Les grandes nations sont malheureusement fort éloignées d’un commun accord. L’Angleterre, satisfaite de sa monnaie d’or, ne s’en veut nullement départir. L’Allemagne a rejeté l’argent et ne penche pas à le reprendre. La Hollande, la Suède, le Danemark et le Portugal fortifient la cause de l’or en s’y associant.

L’acceptation générale du bimétallisme n’est pas à espérer.

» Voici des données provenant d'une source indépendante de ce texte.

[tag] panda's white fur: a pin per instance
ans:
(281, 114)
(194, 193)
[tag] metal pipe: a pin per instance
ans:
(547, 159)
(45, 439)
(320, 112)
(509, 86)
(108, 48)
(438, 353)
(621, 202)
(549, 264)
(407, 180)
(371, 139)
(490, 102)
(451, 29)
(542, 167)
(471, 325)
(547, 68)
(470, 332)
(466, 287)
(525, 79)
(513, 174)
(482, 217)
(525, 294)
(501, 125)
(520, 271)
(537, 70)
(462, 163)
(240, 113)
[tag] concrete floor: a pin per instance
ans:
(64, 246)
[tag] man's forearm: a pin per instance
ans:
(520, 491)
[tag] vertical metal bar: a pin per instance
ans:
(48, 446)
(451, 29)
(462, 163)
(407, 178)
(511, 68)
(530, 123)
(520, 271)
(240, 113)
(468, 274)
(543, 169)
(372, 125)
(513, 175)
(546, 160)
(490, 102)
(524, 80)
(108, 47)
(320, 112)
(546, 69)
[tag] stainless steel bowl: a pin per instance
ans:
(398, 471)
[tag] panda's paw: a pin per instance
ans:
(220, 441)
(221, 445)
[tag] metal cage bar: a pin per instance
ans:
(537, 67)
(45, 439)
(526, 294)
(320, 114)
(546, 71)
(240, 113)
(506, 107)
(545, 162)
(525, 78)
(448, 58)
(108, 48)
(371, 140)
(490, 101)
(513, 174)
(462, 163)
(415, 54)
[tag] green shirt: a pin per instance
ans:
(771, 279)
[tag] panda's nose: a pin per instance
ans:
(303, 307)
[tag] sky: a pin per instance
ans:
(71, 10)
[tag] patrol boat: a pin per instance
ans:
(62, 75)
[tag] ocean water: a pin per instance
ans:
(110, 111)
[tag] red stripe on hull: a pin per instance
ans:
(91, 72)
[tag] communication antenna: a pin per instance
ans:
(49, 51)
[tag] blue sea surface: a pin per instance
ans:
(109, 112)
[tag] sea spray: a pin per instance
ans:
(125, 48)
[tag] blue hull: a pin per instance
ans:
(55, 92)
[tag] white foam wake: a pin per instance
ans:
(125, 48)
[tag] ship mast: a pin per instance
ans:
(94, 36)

Le monométallisme est la solution orthodoxe; les ignorans seuls, dit-on, peuvent la repousser, et plus d’un économiste estimé de tous se déclare honteux, pour la défendre, d’avoir à démontrer l’évidence. On trouverait bon, cependant, en conservant l’or pour l’Europe, que l’Inde et la Chine donnassent asile au métal blanc, dont l’emploi, comme monnaie d’appoint auxiliaire de l’or, n’utiliserait qu’une bien faible partie. La théorie, il est juste d’en faire la remarque, ne se contredit pas pour cela; elle interdit l’usage simultané des deux métaux, mais permet de choisir.

L’Angleterre, en 1816, pour adopter la monnaie d’or, n’a pas rencontré d’embarras sérieux. Il ne faut pas alléguer cet exemple : L’or, en effet, succédait au papier-monnaie. L’entreprise pour nous serait plus audacieuse ; la France, pour abolir la monnaie d’argent, devrait transformer en lingots pour plus de deux milliards de pièces de 5 francs. Si l’Italie, l’Espagne, la Belgique et la Suisse prenaient la même résolution, si l’Allemagne et la Hollande, bravant les difficultés qui les retardent, achevaient de la mettre à exécution, qui achèterait à prix d’or une telle masse de métal devenu sans emploi? La baisse deviendrait une chute, et l’abandon d’un système illogique, mais tolérable, le remède à des malaises plus redoutés que ressentis, coûterait un milliard à la France. Si le bimétallisme universel est fendu impossible paû le refus d’un accord commun, la préférence de tous pour l’or oppose au monométallisme un obstacle à peu près invincible.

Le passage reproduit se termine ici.